Por fim, na análise das interpretações, há que se dizer que esse espetáculo apresenta Rebeca Jamil, cujo brilho aumenta gradativamente ao longo do espetáculo até seu personagem Iracema dominar a narrativa através de seu trabalho bastante positivo como atriz. Eis um novo nome nascendo que se merece acompanhar!

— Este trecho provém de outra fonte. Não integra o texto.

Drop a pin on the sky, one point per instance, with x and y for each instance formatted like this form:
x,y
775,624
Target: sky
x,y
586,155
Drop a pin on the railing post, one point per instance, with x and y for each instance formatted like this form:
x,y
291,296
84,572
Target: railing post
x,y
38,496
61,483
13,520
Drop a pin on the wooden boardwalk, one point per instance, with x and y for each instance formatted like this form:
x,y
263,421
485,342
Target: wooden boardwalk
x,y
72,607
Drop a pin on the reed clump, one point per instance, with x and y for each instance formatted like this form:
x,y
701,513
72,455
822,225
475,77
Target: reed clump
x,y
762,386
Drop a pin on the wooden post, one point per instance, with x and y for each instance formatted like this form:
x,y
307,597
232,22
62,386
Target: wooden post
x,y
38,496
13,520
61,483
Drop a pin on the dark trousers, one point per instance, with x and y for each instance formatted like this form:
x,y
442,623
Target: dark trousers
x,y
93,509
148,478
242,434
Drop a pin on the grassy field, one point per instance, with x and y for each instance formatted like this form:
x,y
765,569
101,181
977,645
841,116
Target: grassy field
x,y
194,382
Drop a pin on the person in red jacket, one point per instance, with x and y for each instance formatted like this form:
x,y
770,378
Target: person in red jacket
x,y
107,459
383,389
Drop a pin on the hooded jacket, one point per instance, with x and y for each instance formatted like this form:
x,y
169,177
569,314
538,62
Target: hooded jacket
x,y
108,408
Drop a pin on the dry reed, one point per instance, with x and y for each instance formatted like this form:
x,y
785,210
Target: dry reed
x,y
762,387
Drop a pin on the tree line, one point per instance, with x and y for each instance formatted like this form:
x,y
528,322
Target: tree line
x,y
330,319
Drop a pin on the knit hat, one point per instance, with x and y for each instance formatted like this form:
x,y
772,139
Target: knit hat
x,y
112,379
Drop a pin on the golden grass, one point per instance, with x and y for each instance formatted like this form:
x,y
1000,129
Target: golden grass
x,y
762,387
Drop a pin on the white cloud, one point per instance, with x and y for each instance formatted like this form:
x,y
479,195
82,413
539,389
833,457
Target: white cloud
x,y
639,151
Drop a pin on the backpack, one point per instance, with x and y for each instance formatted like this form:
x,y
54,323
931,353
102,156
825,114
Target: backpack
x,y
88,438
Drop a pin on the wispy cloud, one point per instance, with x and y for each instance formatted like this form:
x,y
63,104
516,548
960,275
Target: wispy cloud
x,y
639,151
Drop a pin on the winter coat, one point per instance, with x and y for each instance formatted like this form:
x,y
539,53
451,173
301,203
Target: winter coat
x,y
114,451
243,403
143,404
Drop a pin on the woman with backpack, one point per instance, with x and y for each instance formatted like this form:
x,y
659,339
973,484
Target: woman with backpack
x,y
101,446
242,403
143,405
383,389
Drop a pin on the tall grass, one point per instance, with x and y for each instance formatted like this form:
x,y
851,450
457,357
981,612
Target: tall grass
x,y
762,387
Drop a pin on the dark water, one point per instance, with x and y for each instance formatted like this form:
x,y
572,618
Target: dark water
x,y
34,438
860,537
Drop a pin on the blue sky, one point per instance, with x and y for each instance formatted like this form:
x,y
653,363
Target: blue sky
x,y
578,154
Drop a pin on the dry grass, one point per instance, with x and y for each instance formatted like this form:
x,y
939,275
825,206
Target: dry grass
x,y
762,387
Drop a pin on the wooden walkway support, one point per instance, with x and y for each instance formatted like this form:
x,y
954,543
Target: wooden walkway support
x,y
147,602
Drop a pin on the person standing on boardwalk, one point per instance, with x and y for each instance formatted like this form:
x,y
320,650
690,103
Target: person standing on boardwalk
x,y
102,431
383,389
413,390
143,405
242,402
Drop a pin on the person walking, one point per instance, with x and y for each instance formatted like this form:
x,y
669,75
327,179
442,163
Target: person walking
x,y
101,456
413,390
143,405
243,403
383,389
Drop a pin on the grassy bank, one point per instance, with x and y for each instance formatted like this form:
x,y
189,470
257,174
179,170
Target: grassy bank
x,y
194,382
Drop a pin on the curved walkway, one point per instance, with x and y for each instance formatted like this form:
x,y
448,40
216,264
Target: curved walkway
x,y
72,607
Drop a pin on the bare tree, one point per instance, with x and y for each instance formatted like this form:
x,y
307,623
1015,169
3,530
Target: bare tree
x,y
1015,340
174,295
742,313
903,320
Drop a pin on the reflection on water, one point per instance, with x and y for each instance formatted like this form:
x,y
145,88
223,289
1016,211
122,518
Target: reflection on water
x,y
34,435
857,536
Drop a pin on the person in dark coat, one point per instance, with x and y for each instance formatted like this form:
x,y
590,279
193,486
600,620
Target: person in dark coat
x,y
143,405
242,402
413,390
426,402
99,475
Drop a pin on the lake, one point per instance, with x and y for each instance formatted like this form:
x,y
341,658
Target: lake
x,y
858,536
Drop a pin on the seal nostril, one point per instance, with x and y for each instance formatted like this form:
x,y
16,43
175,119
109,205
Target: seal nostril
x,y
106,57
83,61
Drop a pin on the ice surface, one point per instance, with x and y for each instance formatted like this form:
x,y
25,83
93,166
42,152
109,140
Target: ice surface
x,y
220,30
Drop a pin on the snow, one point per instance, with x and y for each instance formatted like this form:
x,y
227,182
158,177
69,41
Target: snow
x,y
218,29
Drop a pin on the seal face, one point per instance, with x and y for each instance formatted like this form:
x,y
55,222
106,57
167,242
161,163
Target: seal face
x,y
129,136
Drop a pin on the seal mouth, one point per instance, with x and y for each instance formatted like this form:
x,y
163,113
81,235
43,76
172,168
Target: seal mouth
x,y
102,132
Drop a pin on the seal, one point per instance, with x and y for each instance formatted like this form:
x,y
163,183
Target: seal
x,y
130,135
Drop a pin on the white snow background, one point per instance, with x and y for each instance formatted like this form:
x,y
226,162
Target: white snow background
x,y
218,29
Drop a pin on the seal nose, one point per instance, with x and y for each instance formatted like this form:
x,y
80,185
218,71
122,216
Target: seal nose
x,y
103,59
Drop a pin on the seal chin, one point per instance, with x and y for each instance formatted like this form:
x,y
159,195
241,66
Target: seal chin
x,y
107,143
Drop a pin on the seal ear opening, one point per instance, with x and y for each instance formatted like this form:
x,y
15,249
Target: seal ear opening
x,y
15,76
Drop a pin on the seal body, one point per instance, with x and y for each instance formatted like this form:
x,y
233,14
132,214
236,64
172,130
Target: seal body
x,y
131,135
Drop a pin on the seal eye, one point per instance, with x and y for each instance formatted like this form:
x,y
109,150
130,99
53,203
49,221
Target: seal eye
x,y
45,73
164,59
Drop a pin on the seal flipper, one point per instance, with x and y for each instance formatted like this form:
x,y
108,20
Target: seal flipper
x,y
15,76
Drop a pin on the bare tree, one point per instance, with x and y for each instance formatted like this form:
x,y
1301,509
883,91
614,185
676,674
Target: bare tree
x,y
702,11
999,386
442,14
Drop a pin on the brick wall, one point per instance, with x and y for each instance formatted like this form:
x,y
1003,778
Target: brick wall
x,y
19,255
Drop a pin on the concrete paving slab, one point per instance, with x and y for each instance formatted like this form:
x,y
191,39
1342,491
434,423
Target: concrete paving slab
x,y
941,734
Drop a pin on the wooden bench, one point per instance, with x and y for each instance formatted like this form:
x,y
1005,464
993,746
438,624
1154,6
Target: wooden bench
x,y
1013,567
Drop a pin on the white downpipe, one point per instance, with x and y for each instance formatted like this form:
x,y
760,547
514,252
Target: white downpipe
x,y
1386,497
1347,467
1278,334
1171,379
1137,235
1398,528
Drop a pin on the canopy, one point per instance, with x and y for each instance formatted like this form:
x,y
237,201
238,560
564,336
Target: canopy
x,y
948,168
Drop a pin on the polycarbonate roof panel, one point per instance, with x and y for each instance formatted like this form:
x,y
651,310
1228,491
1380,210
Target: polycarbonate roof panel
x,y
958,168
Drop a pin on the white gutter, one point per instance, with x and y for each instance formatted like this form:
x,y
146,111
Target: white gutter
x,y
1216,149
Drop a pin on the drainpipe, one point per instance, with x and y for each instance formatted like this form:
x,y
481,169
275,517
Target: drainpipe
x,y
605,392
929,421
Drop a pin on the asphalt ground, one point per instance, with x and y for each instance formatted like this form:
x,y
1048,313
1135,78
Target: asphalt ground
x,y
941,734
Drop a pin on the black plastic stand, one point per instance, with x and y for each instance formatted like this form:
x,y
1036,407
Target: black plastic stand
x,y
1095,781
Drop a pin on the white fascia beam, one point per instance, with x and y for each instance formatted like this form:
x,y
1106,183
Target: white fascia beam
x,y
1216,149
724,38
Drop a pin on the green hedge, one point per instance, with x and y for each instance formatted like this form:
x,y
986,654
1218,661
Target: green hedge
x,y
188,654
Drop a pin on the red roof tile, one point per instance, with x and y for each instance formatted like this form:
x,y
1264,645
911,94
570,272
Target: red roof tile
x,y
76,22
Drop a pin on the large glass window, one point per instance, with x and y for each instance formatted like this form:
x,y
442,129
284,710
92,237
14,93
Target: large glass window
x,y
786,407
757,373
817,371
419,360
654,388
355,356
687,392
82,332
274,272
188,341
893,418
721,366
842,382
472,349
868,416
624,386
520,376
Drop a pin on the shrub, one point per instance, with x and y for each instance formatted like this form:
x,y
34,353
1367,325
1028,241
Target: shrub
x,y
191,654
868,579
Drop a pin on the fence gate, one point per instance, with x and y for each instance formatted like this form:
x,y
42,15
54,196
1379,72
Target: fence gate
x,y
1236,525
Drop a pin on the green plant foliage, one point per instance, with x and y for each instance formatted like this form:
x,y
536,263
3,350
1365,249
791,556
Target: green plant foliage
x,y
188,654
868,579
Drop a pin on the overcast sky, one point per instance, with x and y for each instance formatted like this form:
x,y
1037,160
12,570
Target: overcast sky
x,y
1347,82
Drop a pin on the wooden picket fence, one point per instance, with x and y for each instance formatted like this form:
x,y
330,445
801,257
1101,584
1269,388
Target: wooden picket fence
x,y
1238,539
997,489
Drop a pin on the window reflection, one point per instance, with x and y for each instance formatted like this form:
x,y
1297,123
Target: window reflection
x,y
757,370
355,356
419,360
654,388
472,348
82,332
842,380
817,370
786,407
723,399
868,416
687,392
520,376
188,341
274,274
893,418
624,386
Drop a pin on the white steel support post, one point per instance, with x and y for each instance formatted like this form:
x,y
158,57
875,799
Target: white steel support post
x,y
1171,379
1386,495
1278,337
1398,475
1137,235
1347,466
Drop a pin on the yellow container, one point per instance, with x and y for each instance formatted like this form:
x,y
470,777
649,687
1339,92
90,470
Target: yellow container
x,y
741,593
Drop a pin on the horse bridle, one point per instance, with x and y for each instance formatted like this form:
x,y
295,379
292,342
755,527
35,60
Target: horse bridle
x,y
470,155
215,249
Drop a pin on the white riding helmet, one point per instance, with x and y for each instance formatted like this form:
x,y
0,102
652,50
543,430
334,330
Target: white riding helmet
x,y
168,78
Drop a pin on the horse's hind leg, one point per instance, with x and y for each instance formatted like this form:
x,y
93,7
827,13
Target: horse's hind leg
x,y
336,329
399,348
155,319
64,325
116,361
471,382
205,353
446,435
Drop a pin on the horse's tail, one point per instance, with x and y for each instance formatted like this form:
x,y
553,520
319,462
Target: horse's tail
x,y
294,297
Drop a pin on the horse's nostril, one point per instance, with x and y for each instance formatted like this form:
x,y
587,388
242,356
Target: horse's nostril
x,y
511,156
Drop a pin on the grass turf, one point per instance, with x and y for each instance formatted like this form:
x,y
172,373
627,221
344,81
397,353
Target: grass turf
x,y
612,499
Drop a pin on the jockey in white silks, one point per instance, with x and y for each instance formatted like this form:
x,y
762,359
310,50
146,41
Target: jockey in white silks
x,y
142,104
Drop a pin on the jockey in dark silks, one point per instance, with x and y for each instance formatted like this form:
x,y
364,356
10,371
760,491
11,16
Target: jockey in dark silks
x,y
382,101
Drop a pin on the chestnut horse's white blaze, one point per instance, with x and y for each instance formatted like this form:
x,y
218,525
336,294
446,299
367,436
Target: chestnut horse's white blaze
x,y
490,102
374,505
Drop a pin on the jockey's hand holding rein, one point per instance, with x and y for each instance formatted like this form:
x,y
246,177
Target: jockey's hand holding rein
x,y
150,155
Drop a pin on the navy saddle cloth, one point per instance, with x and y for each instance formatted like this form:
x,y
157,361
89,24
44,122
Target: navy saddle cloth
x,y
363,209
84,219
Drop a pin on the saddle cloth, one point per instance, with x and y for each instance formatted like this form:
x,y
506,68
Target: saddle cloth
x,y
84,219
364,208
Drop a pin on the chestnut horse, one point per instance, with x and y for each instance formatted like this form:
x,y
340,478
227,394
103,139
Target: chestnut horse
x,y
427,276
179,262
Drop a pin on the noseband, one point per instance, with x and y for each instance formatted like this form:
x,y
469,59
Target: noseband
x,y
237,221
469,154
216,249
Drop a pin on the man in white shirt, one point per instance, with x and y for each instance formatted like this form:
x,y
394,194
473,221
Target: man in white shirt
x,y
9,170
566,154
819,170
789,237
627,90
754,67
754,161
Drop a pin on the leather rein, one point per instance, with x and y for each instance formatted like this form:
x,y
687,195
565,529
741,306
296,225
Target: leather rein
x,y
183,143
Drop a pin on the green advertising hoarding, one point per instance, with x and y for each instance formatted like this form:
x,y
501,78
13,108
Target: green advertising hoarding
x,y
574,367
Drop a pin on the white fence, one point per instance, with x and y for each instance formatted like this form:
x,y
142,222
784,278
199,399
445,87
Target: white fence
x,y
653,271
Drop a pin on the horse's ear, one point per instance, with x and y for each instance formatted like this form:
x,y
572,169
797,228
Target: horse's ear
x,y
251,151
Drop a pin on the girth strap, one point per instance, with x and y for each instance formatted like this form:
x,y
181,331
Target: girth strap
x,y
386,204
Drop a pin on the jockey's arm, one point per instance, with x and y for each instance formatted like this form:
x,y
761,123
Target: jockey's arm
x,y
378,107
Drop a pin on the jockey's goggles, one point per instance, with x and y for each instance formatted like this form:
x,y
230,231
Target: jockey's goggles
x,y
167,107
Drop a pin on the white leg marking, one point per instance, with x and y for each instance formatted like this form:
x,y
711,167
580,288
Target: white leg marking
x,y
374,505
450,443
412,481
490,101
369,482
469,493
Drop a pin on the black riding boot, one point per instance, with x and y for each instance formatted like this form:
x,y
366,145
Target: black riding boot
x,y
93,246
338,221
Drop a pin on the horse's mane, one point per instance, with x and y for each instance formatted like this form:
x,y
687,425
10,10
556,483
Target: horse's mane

Relato de audiência: o mais longo aplauso
Há muito tempo não uso a primeira pessoa do singular na escrita das críticas publicadas aqui, mas talvez valha agora uma exceção porque há muito tempo não presencio o que eu testemunhei na plateia de “Suassuna – O Auto do Reino do Sol”. Eu assisti à peça em uma sessão corriqueira, isto é, nem estreia, nem estreia vip, mas ao lado de um público de pessoas anônimas, que compraram seus ingressos e que se prepararam, em um dia qualquer, para ver uma peça sem atores globais. No instante em que o espetáculo acabou, a massa de pessoas pôs-se de pé a aplaudir sonoramente em um movimento vibrante que durou muito além do normal. Isso, aos meus olhos acostumados com a gentileza do público brasileiro, criou uma energia capaz de marcar o momento para sempre. Relatar essa ovação longa, espontânea, afetuosa e grata da audiência à montagem vista quer ser aqui um convite para se prestar a atenção nessa peça e no que ela causa em nossa história. Eis um grande espetáculo!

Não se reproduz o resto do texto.